Note on paper Training Large Language Models to Reason in a Continuous Latent Space

Paper Title: Training Large Language Models to Reason in a Continuous Latent Space

Link: https://arxiv.org/abs/2412.06769

1) Motivation and Main Idea

Large Language Models (LLMs) usually do what’s called “chain-of-thought” (CoT) reasoning, where they generate the intermediate reasoning process as plain text tokens. For instance, if the model is solving a math problem, it might literally spell out: “Let’s compute the difference, then multiply, …” and so on, before giving the final answer. While CoT is powerful, the authors points that forcing the model to express its entire thought process in text might be suboptimal because:

Not all tokens carry equal “reasoning load.” Some tokens are just for grammatical or stylistic fluency. Others are crucial for the next logical step. But in typical CoT, the model is forced to spend roughly the same computing budget on every word token.

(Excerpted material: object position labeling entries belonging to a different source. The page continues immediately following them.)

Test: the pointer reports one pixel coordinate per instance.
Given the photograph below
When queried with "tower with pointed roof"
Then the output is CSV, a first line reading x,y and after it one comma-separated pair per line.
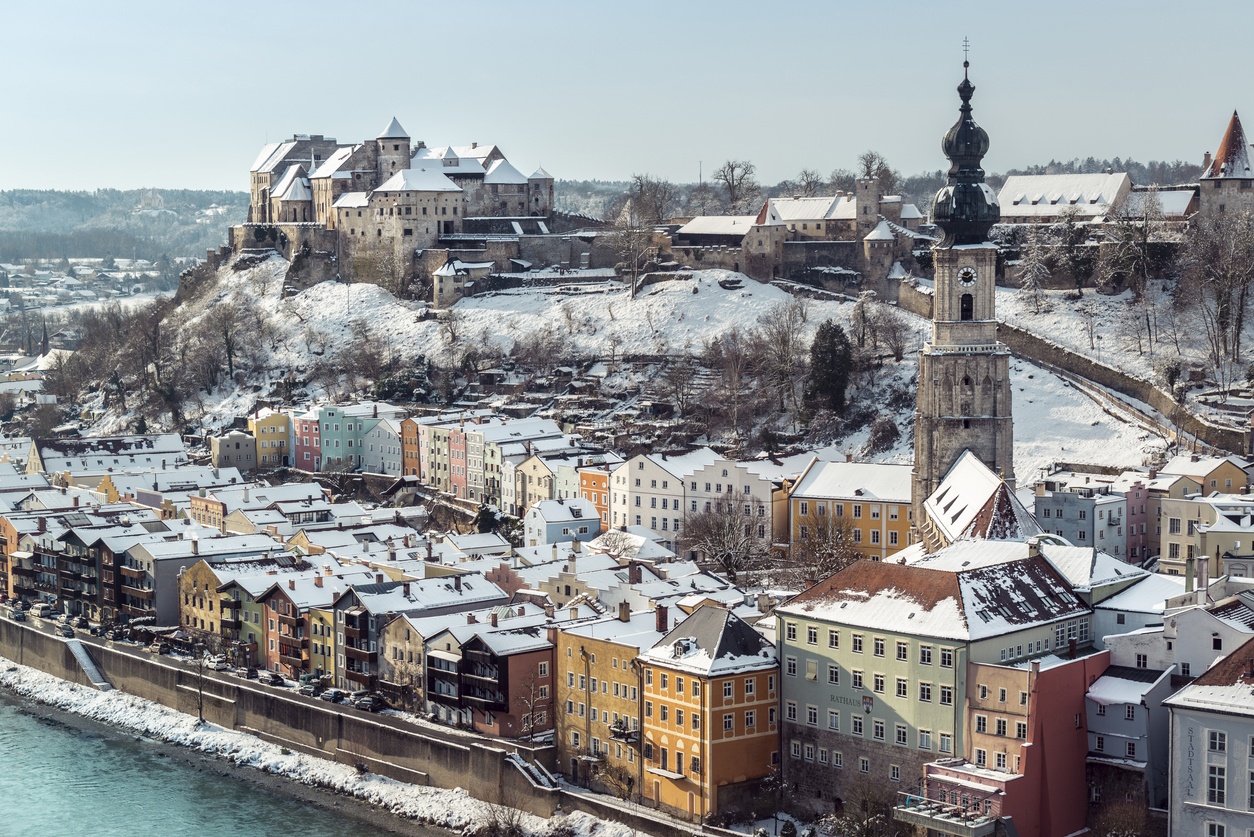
x,y
1228,180
964,392
394,149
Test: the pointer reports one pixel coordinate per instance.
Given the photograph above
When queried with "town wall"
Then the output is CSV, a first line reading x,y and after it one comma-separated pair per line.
x,y
327,732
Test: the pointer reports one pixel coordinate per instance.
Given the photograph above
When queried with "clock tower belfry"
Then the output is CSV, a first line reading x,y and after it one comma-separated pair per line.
x,y
964,392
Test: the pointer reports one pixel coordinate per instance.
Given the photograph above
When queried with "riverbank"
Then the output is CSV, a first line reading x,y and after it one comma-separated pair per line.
x,y
383,803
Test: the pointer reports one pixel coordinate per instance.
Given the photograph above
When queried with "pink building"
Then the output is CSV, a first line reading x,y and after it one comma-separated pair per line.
x,y
1041,782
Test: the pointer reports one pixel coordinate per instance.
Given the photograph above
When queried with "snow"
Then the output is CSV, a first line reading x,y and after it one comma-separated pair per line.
x,y
449,808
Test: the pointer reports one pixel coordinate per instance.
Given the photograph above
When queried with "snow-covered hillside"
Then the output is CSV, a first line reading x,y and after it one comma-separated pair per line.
x,y
592,321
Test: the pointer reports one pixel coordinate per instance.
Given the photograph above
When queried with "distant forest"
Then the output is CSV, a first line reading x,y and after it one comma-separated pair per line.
x,y
134,223
606,198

Language may limit reasoning flexibility. In human cognition, areas involved in pure logical or mathematical reasoning often show less overlap with the language centers of the brain. Language is generally optimized for communication rather than thinking. So, maybe we can give a model the freedom to “think silently” in some continuous (non-linguistic) space, only converting the final conclusion back into text once it’s done thinking.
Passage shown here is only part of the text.